Title: Thrice

Rating: T

Characters: Jane/Lisbon

Summary: Three was their fate...

Disclaimer: Hey Bruno, want my idea? Maybe you should fry Frye's brains. no pun intended. nope, not mine in the past, in the present, but I'm not so sure in the future (:

Jane could always remember the first time they met.

A little girl came running in to his carnival tent when he was nine. She looked scared beyond humanity's means, and looked at him with pleading eyes.

"My...my name is Theresa. Would you pwease save me from my father? He hit my brother again! There is lots of bwood!"

Little Patrick saw the terror in the girl's green-blue eyes, and vowed to protect and to save her from any danger. He saved her, told another 'cwop' as she begged him to tell. But after she came back once to pass him a pink rose and to say thank you, he never saw her again. Though he moved on and got married, he never really forgotten her, and never expected to see her again. She was the past tense.

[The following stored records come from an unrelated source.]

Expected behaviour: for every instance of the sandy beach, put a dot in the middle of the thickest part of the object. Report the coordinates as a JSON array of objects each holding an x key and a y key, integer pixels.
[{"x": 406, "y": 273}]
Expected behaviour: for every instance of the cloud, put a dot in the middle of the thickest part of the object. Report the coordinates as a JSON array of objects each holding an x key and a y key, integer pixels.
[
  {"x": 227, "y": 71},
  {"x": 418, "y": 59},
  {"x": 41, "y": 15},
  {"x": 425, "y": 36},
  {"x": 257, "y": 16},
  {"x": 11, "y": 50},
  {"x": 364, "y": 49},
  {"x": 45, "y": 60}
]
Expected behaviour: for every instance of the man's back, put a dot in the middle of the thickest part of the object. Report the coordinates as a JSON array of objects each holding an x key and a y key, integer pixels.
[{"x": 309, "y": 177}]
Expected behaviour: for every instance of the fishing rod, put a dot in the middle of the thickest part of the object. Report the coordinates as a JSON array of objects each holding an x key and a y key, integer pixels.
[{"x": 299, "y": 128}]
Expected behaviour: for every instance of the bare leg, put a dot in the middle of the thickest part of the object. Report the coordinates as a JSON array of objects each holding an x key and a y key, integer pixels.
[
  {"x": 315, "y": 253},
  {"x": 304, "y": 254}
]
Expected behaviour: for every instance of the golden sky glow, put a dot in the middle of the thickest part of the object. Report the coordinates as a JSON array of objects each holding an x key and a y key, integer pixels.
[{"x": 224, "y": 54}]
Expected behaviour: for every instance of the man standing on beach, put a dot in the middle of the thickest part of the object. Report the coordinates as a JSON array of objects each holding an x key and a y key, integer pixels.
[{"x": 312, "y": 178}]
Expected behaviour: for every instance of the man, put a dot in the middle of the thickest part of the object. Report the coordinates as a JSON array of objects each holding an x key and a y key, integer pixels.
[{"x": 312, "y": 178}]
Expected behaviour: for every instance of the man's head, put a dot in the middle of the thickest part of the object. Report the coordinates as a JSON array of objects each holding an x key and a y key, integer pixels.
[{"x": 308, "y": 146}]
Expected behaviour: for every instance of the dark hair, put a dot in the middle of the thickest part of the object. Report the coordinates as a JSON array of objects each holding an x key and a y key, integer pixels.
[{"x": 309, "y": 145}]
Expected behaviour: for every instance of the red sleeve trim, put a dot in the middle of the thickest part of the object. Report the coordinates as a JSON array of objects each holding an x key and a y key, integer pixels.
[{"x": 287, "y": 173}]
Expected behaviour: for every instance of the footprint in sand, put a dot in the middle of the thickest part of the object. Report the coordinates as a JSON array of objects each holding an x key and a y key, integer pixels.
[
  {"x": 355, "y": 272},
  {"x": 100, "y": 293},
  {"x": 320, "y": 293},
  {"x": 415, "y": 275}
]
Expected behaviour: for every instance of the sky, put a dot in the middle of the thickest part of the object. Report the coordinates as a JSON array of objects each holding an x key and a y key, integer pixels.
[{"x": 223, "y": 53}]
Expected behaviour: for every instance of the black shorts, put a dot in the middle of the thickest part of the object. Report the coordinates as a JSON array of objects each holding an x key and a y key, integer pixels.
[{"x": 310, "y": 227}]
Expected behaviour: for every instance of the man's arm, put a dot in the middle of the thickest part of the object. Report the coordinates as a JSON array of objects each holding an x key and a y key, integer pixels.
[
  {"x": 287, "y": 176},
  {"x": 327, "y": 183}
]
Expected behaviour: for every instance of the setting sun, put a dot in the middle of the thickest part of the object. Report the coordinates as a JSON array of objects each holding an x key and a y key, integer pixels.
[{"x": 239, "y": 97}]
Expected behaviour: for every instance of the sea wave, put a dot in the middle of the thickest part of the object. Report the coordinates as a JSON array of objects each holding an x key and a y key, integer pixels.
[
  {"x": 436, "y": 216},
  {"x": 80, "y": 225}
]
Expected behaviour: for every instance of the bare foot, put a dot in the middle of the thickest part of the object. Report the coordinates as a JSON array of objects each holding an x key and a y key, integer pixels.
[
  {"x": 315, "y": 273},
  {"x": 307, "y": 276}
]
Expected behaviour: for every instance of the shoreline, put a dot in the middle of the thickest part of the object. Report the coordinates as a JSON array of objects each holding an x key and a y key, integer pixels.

Then Red John mercilessly murdered his wife and his daughter, leaving him without a smile anymore; only an empty body kept alive by raging hatred, guilt and ultimate remorse. Then he met her again.

She became a 'cwop'. He needed her now to catch that gruesome shit. Those green-blue eyes that seemed so open now always hide secrets. She forgotten him already. He guessed she psychologically avoided remembering her past. But as he got closer to her, he saw the times when her sparkling eyes made him show his rare hundred-watt smile, he would also catch occasional looks of pure terror flitting across those eyes, and the feeling of protectiveness would come back. He hopes he wold catch Red John, and as Bruno told him, to take care of that 'terrified little girl'; for her now, he would give up killing that bastard with his own hands. She has become his present tense. On her desk would be a vase that he places a dark pink rose everyday, to show his gratitude towards her in helping a broken man heal again.

What Jane did not tell anyone was that under his cynical personality, he had a real talent of getting glimpses into the future.

He saw in his 'future tense' that the vase on her work desk would be transferred onto her bedside one day, and when that day comes, she would wake up every morning to see a hundred-watt smile and a red rose in it. To say I love you.

Now he nervously walks towards her office, a stalk of red rose in his left hand, a red box in his right.

A red ruby was waiting to find the fourth finger of Lisbon's left hand.